Apart from a few older men such as Bodkin there was no-one who remembered living in them – and even during Bodkin’s childhood the cities had been beleaguered citadels, hemmed in by enormous dykes and disintegrated by panic and despair, reluctant Venices to their marriage with the sea.

When it comes to it, they opt to remain with Beatrice, engineering to be left behind – but not for long. Soon Riggs and his crew are replaced by the white-suited Strangman – a latter-day pirate in a hydroplane with a bask (I looked it up) of crocodiles snapping at his heels. Strangman’s ship follows his arrival, it’s full of raided antiquities. Like a Bond-villain, he has Machavellian plans, and Kerans and Bodkin will have to work with him to work against him to survive.

The Drowned World is certainly a visionary novel. Stylistically, it is a real hybrid – reading like Graham Greene meets Conrad via Ian Fleming with the philosophical realisation of Richard Matheson’s The Incredible Shrinking Man as Kerans accepts his fate. Kerans is a leading man typical of any Graham Greene novel – clever but burned out at forty, yet fit enough to take action. I’ve not read Heart of Darkness, but it seems to me that Kerans could be Conrad’s Marlow and Strangman a pre-illness Kurtz, together with his henchmen? Never mind all the influences, it is an effective literary eco-thriller that manages to explore the human condition at the same time, and I loved it.

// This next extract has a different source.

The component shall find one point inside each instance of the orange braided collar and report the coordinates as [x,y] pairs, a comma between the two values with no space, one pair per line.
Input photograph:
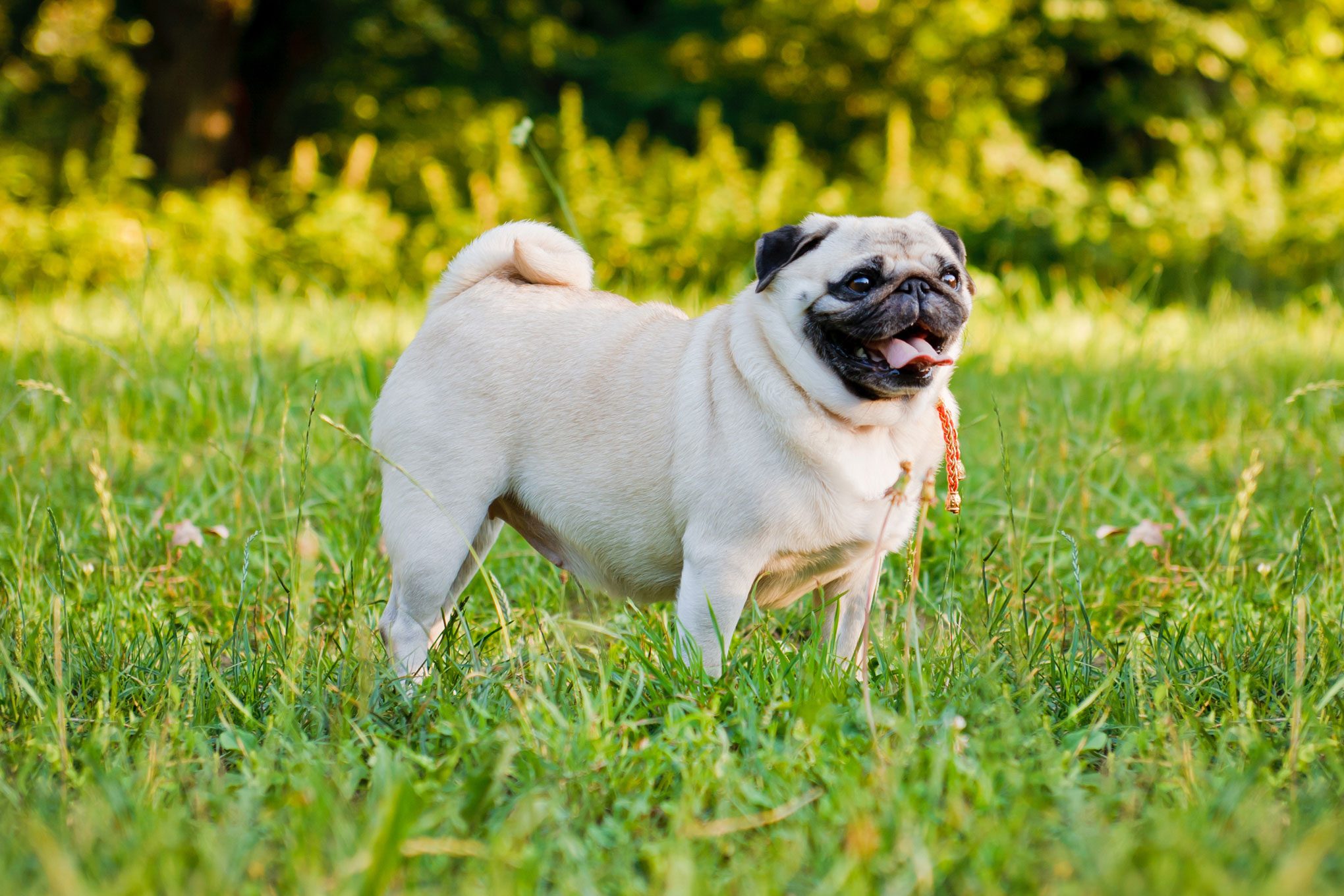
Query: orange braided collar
[952,448]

The extras in this edition of the novel include an interview and an article by Ballard about the ‘landscapes of childhood’ in his writing – he remembered crocodiles from Shanghai which also used to flood each spring and co-mingled those memories with his present at the time living in London.  Both features are very well-worth reading and it is interesting in the interview that Ballard describes his work as ‘speculative fantasy’ rather than science fiction.  Although Ballard describes the science behind his version of global warming plausibly, he never attributes it with any man-made origins, this was the early 1960s after all.  Ballard’s next novel, The Burning World, revised as The Drought in 1965, takes an opposite stance with water becoming precious due to industrial pollution.

The Drowned World was certainly my kind of ‘speculative fantasy’- I loved it. (9/10)

I must read more Ballard – I’ve only read a couple, (High Rise and Cocaine Nights) so I have plenty more to go – I know I’ll enjoy them.  I note that a movie of High-Rise is due out this summer starring Tom Hiddleston and Jeremy Irons – that’ll be interesting!


Source: Own copy from the TBR

J G Ballard, The Drowned World (1962), 4th Estate paperback, 176 pages.